SparkCognition and SkyGrid have formed a new partnership to protect drones from zero-day attacks – cyber attacks that occur when a newly discovered software vulnerability is discovered by hackers. They are using an airspace management system that relies on AI instead of signatures of known threats in order to detect malicious acts.
“In the near future, we’ll essentially have a network of flying computers in the sky, and just like the computers we use today, drones can be hacked if not secured properly,” Amir Husain, CEO and founder of SparkCognition and SkyGrid, said. “In this emerging environment, traditional anti-malware technology won’t be adequate to detect these never-before-seen attacks. SkyGrid is taking a new, intelligent approach by using AI to more accurately detect and prevent cyberattacks from impacting a drone, a payload, or a ground station.”

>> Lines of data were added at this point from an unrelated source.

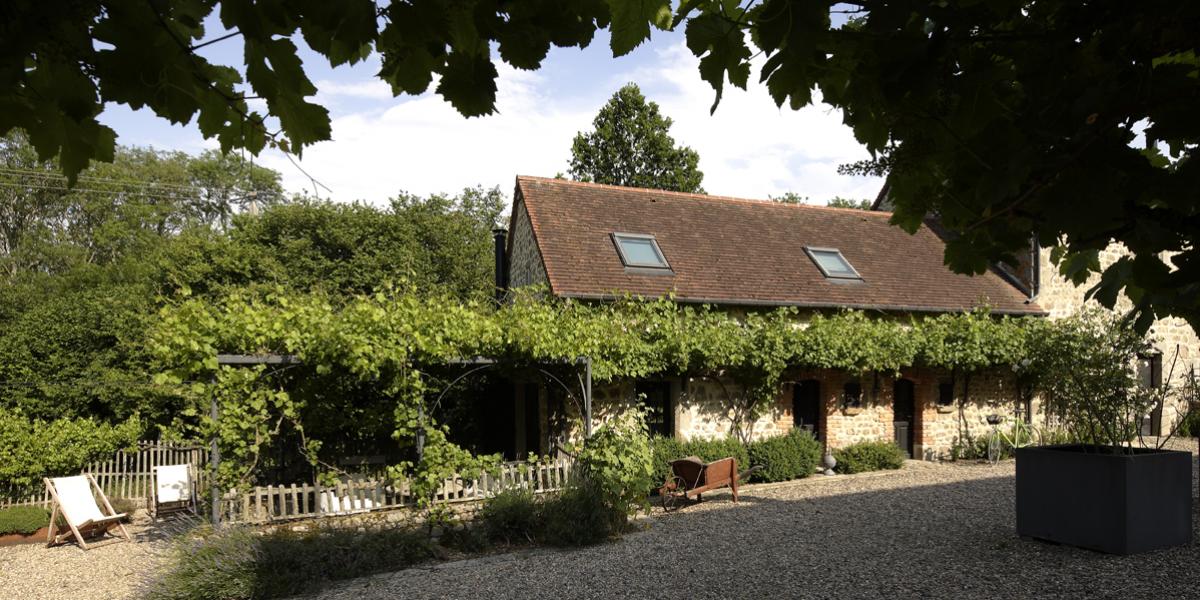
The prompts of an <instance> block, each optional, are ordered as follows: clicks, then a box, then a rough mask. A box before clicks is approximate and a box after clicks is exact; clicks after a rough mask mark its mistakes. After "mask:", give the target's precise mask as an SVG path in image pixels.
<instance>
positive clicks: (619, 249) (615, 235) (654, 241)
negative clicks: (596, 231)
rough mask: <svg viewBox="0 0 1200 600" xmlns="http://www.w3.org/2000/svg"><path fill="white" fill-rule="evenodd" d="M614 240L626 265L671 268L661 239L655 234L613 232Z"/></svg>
mask: <svg viewBox="0 0 1200 600" xmlns="http://www.w3.org/2000/svg"><path fill="white" fill-rule="evenodd" d="M612 241H613V244H616V245H617V254H619V256H620V262H622V263H624V265H625V266H631V268H635V269H662V270H670V269H671V264H670V263H667V258H666V256H664V254H662V248H660V247H659V241H658V240H655V239H654V236H653V235H647V234H641V233H613V234H612Z"/></svg>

The system will use SparkCognition’s DeepArmor with SkyGrid’s airspace management system, AeriosOS, and can be installed directly on drone hardware, where it can function without network connectivity. When the system detects a threat, it stores the data to be later analyzed to help counter future attacks.
It is expected that DeepArmor will be used to counter national security threats within the defense industry.
“This is critical as we continue to see more stories like the RQ-170 UAV that was captured and reverse-engineered,” Ali Husain said. “DeepArmor can help avoid these scenarios by protecting endpoints from 99.9 percent of never-before-seen threats. When deployed on drones, DeepArmor will autonomously monitor all payloads and processes. If any of these are determined to be malicious, the payload is intercepted, encrypted, automatically quarantined, and moved to a secure location where it cannot run but is available for post-flight forensics.”